Tutto ciò non contribuì allo sviluppo di conoscenze adeguate per la comprensione e il trattamento di questa patologia. In quegli anni l’autismo viene concepito come una patologia infrequente, spesso accompagnata da ritardo mentale, implicante alterazioni nelle abilità sociali e interattive manifestandosi in soggetti con quozienti intellettivi nella norma.

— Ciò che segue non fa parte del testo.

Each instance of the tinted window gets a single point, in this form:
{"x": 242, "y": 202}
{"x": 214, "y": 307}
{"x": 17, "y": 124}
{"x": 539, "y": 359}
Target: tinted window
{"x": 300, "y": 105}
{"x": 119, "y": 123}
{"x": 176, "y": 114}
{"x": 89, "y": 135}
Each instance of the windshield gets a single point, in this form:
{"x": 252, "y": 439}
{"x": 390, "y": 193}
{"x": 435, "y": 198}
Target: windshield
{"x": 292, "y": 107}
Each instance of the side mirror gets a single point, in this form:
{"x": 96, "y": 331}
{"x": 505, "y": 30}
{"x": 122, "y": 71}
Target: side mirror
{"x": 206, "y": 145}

Gli anni 60 rappresentano anni di profondo cambiamento nell’approccio a questa patologia; in particolare è opportuno citare i contributi di Michael Rutter che portarono a un più preciso inquadramento delle caratteristiche dell’autismo quali: impossibilità di instaurare rapporti sociali, ritardo nello sviluppo del linguaggio e fenomeni rituali e compulsivi.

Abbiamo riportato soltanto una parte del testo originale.